Frequentist statistical inference is based entirely on properties like these, and sometimes that works, and sometimes it doesn’t. But frequentist statistical inference is like a set of guidelines. Whether or not you agree with those guidelines, these properties exist. And if you understand what they mean, you can understand when frequentist statistical inference works decently and when it will act insanely.
I think what statistics, and LessWrong-style rationality have in common, is taking the procedure itself as an object of study. In statistics, it’s some algorithm you can run on a spreadsheet. On LessWrong, it tends to be something more vague, a pattern of human behavior.
My experience as a statistician among biologists was, honestly, depressing. One problem was power calculations. People want to know what power to plug into the sample size calculator. I would ask them, what probability are you willing to accept that you do all this work, and find nothing, even though the effect is really there? Maybe the problem is me, but I don’t think I ever got any engagement on this question. Eventually people look up what other people are doing, which is 80%. If I ask, are you willing to accept a 20% probability that your work results in nothing, even though the effect you’re looking for is actually present, I never really get an answer. What I wanted was not for them to follow any particular rule, like “only do experiments with 80% power”, especially since that can always be achieved by plugging in a high enough effect size in the calculation they put in their grant proposal. I wanted them to actually think through whether their experiment will actually work.
Another problem—whenever they had complex data, but were still just testing for a difference between groups, my answer was always “make up a measure of difference, then do a permutation test”. Nobody ever took me up on this. They were looking for a guideline to get it past the reviewers. It doesn’t matter that the made-up test has exactly the same guarantee as whatever test they eventually find: only positive 5% of the time it’s used in the absence of a real difference. But they don’t even know that’s the guarantee that frequentist tests come with.

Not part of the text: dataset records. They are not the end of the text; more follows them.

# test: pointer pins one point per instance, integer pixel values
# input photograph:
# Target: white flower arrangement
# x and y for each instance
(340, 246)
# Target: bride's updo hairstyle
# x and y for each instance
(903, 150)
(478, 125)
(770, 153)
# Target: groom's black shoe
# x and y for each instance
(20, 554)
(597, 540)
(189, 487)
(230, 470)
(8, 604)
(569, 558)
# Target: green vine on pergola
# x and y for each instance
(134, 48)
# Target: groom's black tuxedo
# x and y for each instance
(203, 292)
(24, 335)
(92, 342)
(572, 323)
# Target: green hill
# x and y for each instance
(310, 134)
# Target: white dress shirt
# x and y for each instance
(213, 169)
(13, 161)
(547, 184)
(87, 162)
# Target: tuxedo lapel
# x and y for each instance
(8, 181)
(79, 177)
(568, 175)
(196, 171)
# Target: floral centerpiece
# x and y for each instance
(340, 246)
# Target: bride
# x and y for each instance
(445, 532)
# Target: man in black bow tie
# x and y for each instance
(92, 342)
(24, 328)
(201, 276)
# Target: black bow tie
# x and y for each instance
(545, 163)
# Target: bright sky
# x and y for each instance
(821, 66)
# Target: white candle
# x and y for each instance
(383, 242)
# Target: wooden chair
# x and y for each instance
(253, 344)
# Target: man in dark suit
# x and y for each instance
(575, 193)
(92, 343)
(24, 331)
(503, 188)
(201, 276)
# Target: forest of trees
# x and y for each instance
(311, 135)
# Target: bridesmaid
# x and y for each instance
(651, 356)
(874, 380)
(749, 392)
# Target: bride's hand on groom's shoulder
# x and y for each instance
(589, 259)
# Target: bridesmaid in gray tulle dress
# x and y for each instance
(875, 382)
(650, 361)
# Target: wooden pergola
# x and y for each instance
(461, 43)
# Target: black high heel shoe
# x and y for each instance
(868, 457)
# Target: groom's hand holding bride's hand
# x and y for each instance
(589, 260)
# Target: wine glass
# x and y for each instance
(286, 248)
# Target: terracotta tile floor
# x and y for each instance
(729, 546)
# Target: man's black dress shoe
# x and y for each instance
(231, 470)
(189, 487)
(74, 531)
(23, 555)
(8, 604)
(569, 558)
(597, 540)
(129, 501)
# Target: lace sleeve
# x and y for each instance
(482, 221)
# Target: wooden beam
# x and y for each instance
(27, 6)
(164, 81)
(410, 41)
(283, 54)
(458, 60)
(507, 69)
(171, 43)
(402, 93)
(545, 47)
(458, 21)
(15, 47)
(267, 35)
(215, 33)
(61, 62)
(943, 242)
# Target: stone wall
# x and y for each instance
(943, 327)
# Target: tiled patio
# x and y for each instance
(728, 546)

I don’t really get what was going on. I think the biologists saw statistics as some confusing formality where people like me would yell at them if they got it wrong. Whereas if they follow the guidelines, nobody will yell at them. So they come to me asking for the guidelines, and instead I tell them some irrelevant nonsense about the chance that their conclusion will be correct.
I just want people to have the resources to think through whether the process by which they’re reaching a conclusion will reach the right conclusion. And use those resources. That’s all I guess.